Is etoile04/mineru-pdf safe?

https://github.com/openclaw/skills/tree/main/skills/etoile04/mineru-pdf

84
SAFE

The mineru-pdf skill is a legitimate PDF parsing utility wrapping the MinerU ML library with no evidence of malicious intent, prompt injection, or data exfiltration — canary files remained intact throughout. However, the skill has notable quality issues including hardcoded developer-specific file paths (/Users/lwj04/...) that render its direct-tool instructions non-functional on other machines, a stray .clawhub/lock.json from an unrelated skill accidentally bundled, and a dependency on the unaudited third-party PyPI package mcp-mineru which runs as an MCP stdio server. Users should verify the mcp-mineru package independently before installation.

Category Scores

Prompt Injection 85/100 · 30%
Data Exfiltration 85/100 · 25%
Code Execution 70/100 · 20%
Clone Behavior 90/100 · 10%
Canary Integrity 100/100 · 10%
Behavioral Reasoning 75/100 · 5%

Findings (6)

MEDIUM Hardcoded developer machine paths in SKILL.md instructions -10

The SKILL.md file contains multiple references to /Users/lwj04/clawd/skills/mineru-pdf/parse.py as the canonical way to use the skill. These paths are specific to the developer's machine (username lwj04) and will not resolve on any other user's system. When an LLM agent reads and follows these instructions, it may attempt to execute a non-existent script, become confused, or attempt to locate/create files at unexpected filesystem locations.

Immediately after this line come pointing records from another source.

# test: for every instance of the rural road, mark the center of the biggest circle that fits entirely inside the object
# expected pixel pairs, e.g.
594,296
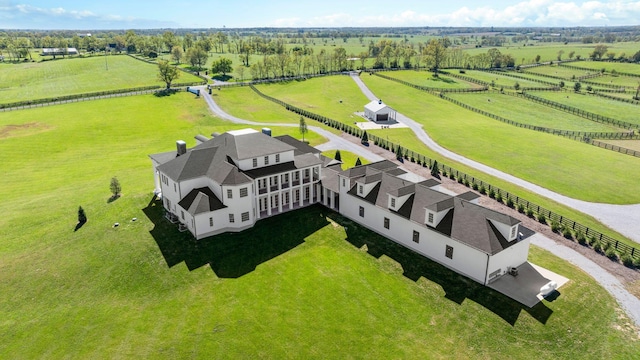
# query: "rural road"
335,141
627,301
623,218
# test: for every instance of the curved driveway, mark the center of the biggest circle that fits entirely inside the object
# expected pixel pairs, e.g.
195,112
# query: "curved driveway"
623,218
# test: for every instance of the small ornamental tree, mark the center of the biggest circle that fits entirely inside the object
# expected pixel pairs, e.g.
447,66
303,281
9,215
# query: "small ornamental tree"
365,138
435,170
303,127
577,86
82,217
115,187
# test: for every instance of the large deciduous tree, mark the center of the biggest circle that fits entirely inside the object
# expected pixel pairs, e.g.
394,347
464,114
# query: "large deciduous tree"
167,73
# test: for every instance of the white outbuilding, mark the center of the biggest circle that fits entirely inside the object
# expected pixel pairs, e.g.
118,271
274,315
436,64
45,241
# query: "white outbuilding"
377,111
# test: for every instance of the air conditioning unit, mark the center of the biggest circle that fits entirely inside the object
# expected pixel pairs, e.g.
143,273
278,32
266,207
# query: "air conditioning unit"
513,271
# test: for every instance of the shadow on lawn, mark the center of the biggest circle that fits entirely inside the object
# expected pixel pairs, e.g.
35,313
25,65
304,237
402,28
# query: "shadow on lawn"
232,255
457,287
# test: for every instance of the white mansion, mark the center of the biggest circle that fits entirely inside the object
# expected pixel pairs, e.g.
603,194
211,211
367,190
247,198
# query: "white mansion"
227,183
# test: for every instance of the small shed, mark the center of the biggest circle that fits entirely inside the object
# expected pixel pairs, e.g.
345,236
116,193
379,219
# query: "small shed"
377,111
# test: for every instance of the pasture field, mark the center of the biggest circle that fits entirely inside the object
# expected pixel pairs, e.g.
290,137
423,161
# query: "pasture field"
502,80
425,78
598,105
28,81
560,71
402,136
336,97
531,113
626,81
562,165
610,66
320,289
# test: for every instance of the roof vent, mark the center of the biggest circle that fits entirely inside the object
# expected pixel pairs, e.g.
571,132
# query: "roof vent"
181,146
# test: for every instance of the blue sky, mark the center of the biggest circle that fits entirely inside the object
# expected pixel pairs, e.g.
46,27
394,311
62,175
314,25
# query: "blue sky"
140,14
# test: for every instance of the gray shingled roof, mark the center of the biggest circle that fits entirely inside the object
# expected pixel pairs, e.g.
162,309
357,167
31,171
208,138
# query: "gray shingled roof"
201,200
464,221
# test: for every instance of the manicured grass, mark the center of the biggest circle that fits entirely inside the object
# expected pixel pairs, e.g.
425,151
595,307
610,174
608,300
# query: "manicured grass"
560,71
598,105
47,79
348,158
610,66
531,113
425,78
145,290
563,165
502,80
336,97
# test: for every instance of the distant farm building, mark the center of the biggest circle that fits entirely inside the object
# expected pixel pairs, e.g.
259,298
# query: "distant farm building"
379,112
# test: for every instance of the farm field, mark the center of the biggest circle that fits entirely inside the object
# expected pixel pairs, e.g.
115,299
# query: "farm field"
547,160
609,66
531,113
627,81
560,71
502,80
28,81
425,78
408,139
598,105
336,97
145,290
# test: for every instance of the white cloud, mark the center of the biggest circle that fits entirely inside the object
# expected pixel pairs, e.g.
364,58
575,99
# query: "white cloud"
524,13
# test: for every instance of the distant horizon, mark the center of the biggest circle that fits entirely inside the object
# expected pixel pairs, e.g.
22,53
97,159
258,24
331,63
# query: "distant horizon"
75,15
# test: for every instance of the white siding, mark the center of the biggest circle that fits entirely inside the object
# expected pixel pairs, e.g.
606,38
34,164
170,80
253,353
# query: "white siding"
466,260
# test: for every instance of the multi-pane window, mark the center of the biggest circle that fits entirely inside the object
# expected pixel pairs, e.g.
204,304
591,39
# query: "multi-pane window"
449,252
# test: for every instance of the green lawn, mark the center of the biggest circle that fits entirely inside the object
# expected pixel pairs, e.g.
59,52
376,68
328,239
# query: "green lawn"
556,163
560,71
336,97
314,290
610,66
502,80
425,78
531,113
598,105
37,80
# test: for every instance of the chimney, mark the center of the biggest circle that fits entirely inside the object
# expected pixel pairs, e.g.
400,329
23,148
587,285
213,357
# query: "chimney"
181,147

MEDIUM Unaudited third-party Python package installed via uvx -15

The skill's install metadata specifies installing mcp-mineru from PyPI via uvx. This package is not part of the audited code and runs as an MCP stdio server with access to arbitrary file paths. The package downloads ML models on first run (~5-10 minutes) and caches them in ~/.cache/uv/. The package's source code and supply chain are not reviewed in this audit.

LOW Executable Python and shell scripts bundled in skill -10

The skill ships parse.py (a functional Python wrapper for MinerU) and test.sh (a bash script that runs uvx Python inline with hardcoded file paths). While the code appears benign and consistent with the stated purpose, bundling executable code in a skill expands the attack surface beyond documentation-only skills. The test.sh hardcodes /Users/lwj04/.openclaw/media/inbound/ as a default PDF path.

LOW Stray .clawhub/lock.json references unrelated skill -10

The bundled .clawhub/lock.json contains an entry for academic-research-hub (v0.1.0, installedAt: 1770957475341), a completely unrelated skill. This file appears to have been committed from the developer's active workspace and reveals information about the developer's installed skills. While likely an accidental inclusion, it is a publishing quality failure and could in theory be used to track which users have specific skills installed if the lock.json is read by the agent.

INFO All canary files intact — no honeypot exfiltration 0

Canary files (.env, .ssh/id_rsa, .aws/credentials, .npmrc, .docker/config.json, .gcloud/application_default_credentials.json) were accessed at session start and end as part of audit framework baseline checks. No modifications or exfiltration events were detected. The skill does not attempt to read or transmit sensitive credential files.

INFO No prompt injection or behavior manipulation detected 0

The SKILL.md contains no hidden instructions, no requests to ignore previous instructions, no invisible unicode, no HTML comment tricks, no persona change instructions, and no attempts to access permissions beyond PDF parsing. The skill is purely documentation with embedded code examples.